Initial Impact: Many PE firms who had been virtually free of regulatory oversight became regulated.
Deep Impact: Since implementation of DFA, the SEC’s office of Compliance Inspections and Examinations (“OCIE”), directed by Drew Bowden, has had the OCIE’s 900 examiners available to examine the 11,000 registered investment advisers, at least 10% of which provide services to a PE fund, reviewing new private fund registrants. In a 6 May 2014 presentation to the Private Equity International Private Fund Compliance Forum in New York (the presentation can be found on the SEC website under the heading “Spreading Sunshine in Private Equity”), Mr. Bowden reported that OCIE had initiated examinations of more than 150 newly registered PE advisers and was on track to meet the goal of examining 25% of the new private fund registrants by the end of 2014. Some key findings that Mr. Bowden mentioned in his presentation:
- Deficient limited partnership agreements (“LPAs”):
- Broad and vague characterizations of the types of fees and expenses that can be charged to portfolio companies.

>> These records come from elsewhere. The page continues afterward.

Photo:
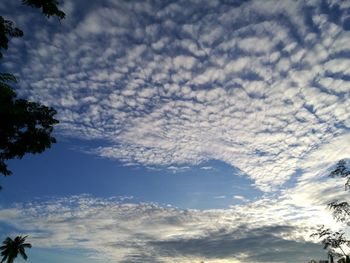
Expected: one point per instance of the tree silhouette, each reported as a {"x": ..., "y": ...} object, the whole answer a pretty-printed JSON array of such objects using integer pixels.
[
  {"x": 334, "y": 241},
  {"x": 25, "y": 126},
  {"x": 11, "y": 249}
]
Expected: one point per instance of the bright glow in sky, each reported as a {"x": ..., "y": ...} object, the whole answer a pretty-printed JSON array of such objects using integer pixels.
[{"x": 189, "y": 130}]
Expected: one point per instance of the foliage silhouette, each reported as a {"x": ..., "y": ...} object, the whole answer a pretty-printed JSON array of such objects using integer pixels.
[
  {"x": 25, "y": 126},
  {"x": 12, "y": 247},
  {"x": 331, "y": 240}
]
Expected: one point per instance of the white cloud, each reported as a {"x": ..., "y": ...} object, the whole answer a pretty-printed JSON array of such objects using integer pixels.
[
  {"x": 108, "y": 229},
  {"x": 248, "y": 85}
]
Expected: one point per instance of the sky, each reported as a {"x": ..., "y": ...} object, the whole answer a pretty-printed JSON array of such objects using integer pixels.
[{"x": 197, "y": 130}]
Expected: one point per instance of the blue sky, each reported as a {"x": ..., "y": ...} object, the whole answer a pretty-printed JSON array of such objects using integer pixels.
[{"x": 189, "y": 130}]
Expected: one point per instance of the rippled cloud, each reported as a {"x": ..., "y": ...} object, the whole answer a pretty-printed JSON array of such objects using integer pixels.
[{"x": 259, "y": 85}]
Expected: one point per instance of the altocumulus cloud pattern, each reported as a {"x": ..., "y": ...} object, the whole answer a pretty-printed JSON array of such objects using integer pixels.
[{"x": 260, "y": 85}]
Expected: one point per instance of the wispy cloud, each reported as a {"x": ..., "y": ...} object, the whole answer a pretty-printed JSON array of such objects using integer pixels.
[
  {"x": 108, "y": 229},
  {"x": 260, "y": 86}
]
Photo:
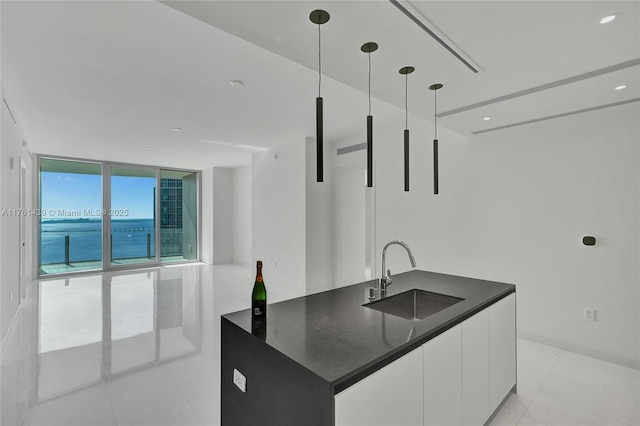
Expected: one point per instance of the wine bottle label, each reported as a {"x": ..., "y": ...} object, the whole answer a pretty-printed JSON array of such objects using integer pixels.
[{"x": 258, "y": 309}]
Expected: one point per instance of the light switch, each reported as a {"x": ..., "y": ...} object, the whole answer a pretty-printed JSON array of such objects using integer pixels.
[{"x": 240, "y": 380}]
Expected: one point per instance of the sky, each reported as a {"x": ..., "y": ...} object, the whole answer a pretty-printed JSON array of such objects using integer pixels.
[{"x": 132, "y": 197}]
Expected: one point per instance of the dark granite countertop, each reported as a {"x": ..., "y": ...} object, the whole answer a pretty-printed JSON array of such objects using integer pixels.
[{"x": 333, "y": 335}]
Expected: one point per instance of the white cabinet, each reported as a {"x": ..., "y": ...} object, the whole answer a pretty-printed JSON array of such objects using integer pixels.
[
  {"x": 475, "y": 369},
  {"x": 390, "y": 396},
  {"x": 443, "y": 379},
  {"x": 502, "y": 349},
  {"x": 457, "y": 378}
]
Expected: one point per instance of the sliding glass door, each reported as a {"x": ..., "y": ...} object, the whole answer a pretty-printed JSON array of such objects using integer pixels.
[
  {"x": 131, "y": 214},
  {"x": 98, "y": 216},
  {"x": 70, "y": 219}
]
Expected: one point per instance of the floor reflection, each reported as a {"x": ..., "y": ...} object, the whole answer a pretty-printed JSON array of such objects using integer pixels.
[{"x": 111, "y": 325}]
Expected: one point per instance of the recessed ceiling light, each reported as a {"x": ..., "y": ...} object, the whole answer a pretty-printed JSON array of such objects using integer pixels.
[{"x": 607, "y": 19}]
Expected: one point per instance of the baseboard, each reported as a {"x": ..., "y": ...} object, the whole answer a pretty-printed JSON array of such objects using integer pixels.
[{"x": 594, "y": 353}]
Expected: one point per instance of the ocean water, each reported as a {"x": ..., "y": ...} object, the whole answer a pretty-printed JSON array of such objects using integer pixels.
[{"x": 129, "y": 239}]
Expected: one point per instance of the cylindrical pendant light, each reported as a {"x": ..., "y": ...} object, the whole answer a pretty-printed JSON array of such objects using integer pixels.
[
  {"x": 435, "y": 88},
  {"x": 319, "y": 17},
  {"x": 406, "y": 71},
  {"x": 368, "y": 48}
]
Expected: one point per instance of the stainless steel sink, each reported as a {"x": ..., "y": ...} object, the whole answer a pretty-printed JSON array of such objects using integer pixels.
[{"x": 414, "y": 304}]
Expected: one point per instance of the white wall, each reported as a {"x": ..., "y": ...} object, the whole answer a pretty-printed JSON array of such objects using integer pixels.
[
  {"x": 242, "y": 216},
  {"x": 319, "y": 220},
  {"x": 12, "y": 152},
  {"x": 514, "y": 206},
  {"x": 278, "y": 214},
  {"x": 222, "y": 215}
]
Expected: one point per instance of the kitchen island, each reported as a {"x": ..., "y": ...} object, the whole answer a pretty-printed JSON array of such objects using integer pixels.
[{"x": 326, "y": 359}]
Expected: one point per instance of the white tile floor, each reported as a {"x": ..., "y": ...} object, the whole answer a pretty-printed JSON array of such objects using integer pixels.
[{"x": 142, "y": 348}]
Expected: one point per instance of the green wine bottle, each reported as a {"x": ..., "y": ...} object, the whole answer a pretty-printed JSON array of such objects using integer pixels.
[{"x": 259, "y": 295}]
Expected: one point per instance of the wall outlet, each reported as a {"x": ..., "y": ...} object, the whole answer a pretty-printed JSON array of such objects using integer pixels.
[
  {"x": 589, "y": 314},
  {"x": 240, "y": 380}
]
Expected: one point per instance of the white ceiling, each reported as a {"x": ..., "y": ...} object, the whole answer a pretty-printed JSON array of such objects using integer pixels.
[{"x": 110, "y": 80}]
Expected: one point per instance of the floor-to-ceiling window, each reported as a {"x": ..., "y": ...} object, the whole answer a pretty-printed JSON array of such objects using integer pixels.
[
  {"x": 99, "y": 215},
  {"x": 132, "y": 215},
  {"x": 178, "y": 215},
  {"x": 70, "y": 216}
]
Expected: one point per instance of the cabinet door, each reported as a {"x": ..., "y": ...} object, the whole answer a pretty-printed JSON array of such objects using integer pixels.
[
  {"x": 475, "y": 369},
  {"x": 390, "y": 396},
  {"x": 502, "y": 349},
  {"x": 443, "y": 379}
]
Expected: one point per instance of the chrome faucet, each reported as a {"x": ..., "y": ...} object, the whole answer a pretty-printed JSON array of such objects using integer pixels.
[{"x": 385, "y": 278}]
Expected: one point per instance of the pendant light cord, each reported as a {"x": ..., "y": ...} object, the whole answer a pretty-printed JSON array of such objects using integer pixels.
[
  {"x": 406, "y": 101},
  {"x": 435, "y": 112},
  {"x": 319, "y": 61},
  {"x": 369, "y": 83}
]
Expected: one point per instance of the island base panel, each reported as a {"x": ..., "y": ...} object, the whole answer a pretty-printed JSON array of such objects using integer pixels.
[{"x": 279, "y": 391}]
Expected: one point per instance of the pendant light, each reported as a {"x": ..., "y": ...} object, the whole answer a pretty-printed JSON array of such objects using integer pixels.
[
  {"x": 368, "y": 48},
  {"x": 319, "y": 17},
  {"x": 435, "y": 88},
  {"x": 406, "y": 71}
]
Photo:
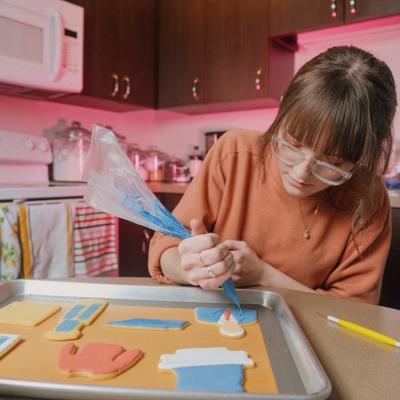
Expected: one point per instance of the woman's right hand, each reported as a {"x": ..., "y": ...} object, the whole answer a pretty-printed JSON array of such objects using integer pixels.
[{"x": 205, "y": 261}]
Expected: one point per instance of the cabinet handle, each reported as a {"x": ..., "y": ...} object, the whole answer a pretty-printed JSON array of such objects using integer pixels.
[
  {"x": 333, "y": 9},
  {"x": 116, "y": 85},
  {"x": 353, "y": 6},
  {"x": 257, "y": 81},
  {"x": 195, "y": 89},
  {"x": 127, "y": 87}
]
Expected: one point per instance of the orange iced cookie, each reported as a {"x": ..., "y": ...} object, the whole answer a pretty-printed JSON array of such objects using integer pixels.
[{"x": 96, "y": 360}]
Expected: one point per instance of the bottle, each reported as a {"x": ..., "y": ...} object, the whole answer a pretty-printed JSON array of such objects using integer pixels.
[{"x": 195, "y": 161}]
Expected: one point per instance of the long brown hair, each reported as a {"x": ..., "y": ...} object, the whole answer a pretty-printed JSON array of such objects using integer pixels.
[{"x": 343, "y": 102}]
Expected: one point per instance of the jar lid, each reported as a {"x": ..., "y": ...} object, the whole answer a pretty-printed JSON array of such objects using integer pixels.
[{"x": 74, "y": 132}]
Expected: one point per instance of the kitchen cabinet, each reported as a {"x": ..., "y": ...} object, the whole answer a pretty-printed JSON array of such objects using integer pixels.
[
  {"x": 119, "y": 55},
  {"x": 215, "y": 55},
  {"x": 295, "y": 16},
  {"x": 134, "y": 241}
]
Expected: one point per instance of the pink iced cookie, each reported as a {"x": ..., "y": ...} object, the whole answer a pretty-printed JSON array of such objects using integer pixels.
[{"x": 96, "y": 360}]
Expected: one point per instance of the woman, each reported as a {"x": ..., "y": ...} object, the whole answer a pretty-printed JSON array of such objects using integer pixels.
[{"x": 302, "y": 206}]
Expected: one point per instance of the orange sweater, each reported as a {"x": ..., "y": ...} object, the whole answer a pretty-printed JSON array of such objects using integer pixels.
[{"x": 232, "y": 201}]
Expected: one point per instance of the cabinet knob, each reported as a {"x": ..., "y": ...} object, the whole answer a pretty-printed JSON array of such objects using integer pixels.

- Vaguely defined valuation procedures, investment strategies, and protocols for mitigating conflicts of interest, including investment and co-investment allocation.
- Inadequate information rights that do not allow limited partners sufficient information to adequately monitor investments and the operations of the manager.
- Separate accounts and side-by-side co-investment vehicles that are not allocated broken deal expenses or other costs.
- In examining fees and expenses, OCIE identified what it believed were violations of law or material weaknesses in controls over 50% of the time.
- Allocation of fees and expenses of “Operating Partners” to portfolio companies without sufficient disclosure to investors (when such Operating Partners are frequently presented to investors as employees of the manager).
- Shifting of expenses from the manager to the investors without disclosure to the investors (advisers billing funds for back-office functions that have traditionally been part of the management fee, including compliance, legal, accounting, and investor reporting).
- Charging hidden fees that are not disclosed to investors.
- Accelerated monitoring fees (see my previous blog on accelerated monitoring fees).
- Administrative fees not completed by the LPA.
- Exceeding the limits in the LPA regarding the amount of transaction fees or charging transaction fees not contemplated on the LPA.
- Using valuation methodology that is different from the methodology disclosed to investors.
- Cherry-picking comparables or adding back inappropriate items to EBITDA–especially costs that are recurring and persist even after a strategic sale–if there are not rational reasons for the changes of if there are insufficient disclosures to alert investors.
- Changing the valuation methodology from period to period–even if such actions fit into a broadly defined valuation policy-unless there is a logical purpose for the change (example is an adviser who changes from using trailing comparables to using forward comparables, which result in higher interim values for a struggling investment).
- Inadequate or erroneous marketing materials.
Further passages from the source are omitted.